Index of current worker in parallelized MC

Question

Index of current worker in parallelized MC

astronasko opened this issue 3 years ago · 3 comments

astronasko commented 3 years ago

General information:

emcee version: 3.0.2.
platform: Devuan GNU/Linux 2.1
installation method (pip/conda/source/other?): conda

Problem description:

Greetings,

From the Parallelization page, MCMC sampling should be parallelized in the following manner:

from multiprocessing import Pool

with Pool(n) as pool:
    sampler = emcee.EnsembleSampler(nwalkers, ndim, log_prob, args, pool=pool)

Is it possible to get the index of the current worker from the pool such that it can be used in args?
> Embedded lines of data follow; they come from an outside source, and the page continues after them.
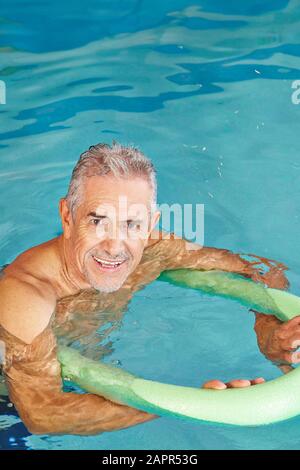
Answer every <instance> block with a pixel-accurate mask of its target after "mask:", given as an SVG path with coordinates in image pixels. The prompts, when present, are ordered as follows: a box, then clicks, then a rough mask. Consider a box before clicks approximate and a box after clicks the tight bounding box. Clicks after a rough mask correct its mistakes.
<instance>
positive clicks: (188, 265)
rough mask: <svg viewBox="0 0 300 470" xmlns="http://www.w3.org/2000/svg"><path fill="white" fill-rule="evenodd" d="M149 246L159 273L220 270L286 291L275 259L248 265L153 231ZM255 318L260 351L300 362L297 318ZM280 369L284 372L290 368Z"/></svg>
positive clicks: (181, 240) (268, 355)
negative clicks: (241, 276) (167, 272)
mask: <svg viewBox="0 0 300 470" xmlns="http://www.w3.org/2000/svg"><path fill="white" fill-rule="evenodd" d="M155 240H156V241H155ZM149 245H150V247H151V245H152V247H153V249H154V250H156V252H157V256H159V257H160V259H161V264H162V270H167V269H180V268H194V269H204V270H211V269H220V270H222V271H231V272H235V273H239V274H242V275H244V276H247V277H251V278H252V279H253V280H255V281H258V282H263V283H264V284H266V285H267V286H269V287H273V288H276V289H286V288H287V287H288V285H289V283H288V280H287V278H286V276H285V274H284V271H285V270H286V266H284V265H283V264H282V263H278V262H276V261H274V260H269V259H267V258H263V257H258V256H254V255H251V256H252V257H254V258H255V259H256V261H253V262H249V261H246V260H244V259H242V258H241V257H240V256H239V255H237V254H234V253H232V252H230V251H228V250H223V249H218V248H209V247H199V246H197V245H195V244H193V243H189V242H187V241H185V240H184V239H181V238H179V237H176V236H174V235H173V234H168V233H166V232H157V231H154V232H153V240H152V239H151V238H150V243H149ZM259 266H260V267H264V268H267V271H266V272H265V273H263V272H261V271H260V267H259ZM255 315H256V321H255V332H256V335H257V341H258V346H259V348H260V350H261V352H262V353H263V354H264V355H265V356H266V357H267V358H268V359H270V360H272V361H275V362H280V363H292V362H293V363H296V362H300V353H297V352H295V348H297V347H298V346H299V345H300V316H299V317H296V318H294V319H293V320H290V321H289V322H286V323H282V322H281V321H280V320H278V319H277V318H276V317H275V316H273V315H264V314H263V313H259V312H255ZM282 370H283V371H284V372H285V371H287V370H289V369H284V368H282Z"/></svg>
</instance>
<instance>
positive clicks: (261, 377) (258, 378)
mask: <svg viewBox="0 0 300 470" xmlns="http://www.w3.org/2000/svg"><path fill="white" fill-rule="evenodd" d="M250 382H251V385H258V384H262V383H264V382H265V379H264V378H263V377H257V378H256V379H253V380H250Z"/></svg>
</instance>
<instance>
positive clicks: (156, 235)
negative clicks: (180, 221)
mask: <svg viewBox="0 0 300 470" xmlns="http://www.w3.org/2000/svg"><path fill="white" fill-rule="evenodd" d="M177 239H180V237H177V235H175V234H174V233H173V232H172V233H171V232H165V231H164V230H152V232H151V233H150V236H149V239H148V242H147V245H146V248H148V247H149V246H153V245H155V244H156V243H158V242H159V241H162V240H177Z"/></svg>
Answer 1 · 2021-07-28T16:04:28.000Z

This is not supported, but can you say a little more about what you'd use it for? One option is to use the process ID which will be unique across threads.

Answer 2 · 2021-07-28T16:19:34.000Z

Thank you for your reply! My log_prob function uses third-party software to generate files which are then read and processed within. I cannot change nor predict the names of these files. Thus if they all are generated in the same directory, there is no guarantee that the right file goes to the right worker.

I can however change the directory of file generation, so I was thinking of a way to "isolate" every thread in a separate subdirectory to escape race condition. I will try with os.getpid() and report back, thank you again!

Answer 3 · 2021-08-09T11:19:37.000Z

Hello, thank you for your patience. I ended up generating a random string as an identifier for each walker-step pair.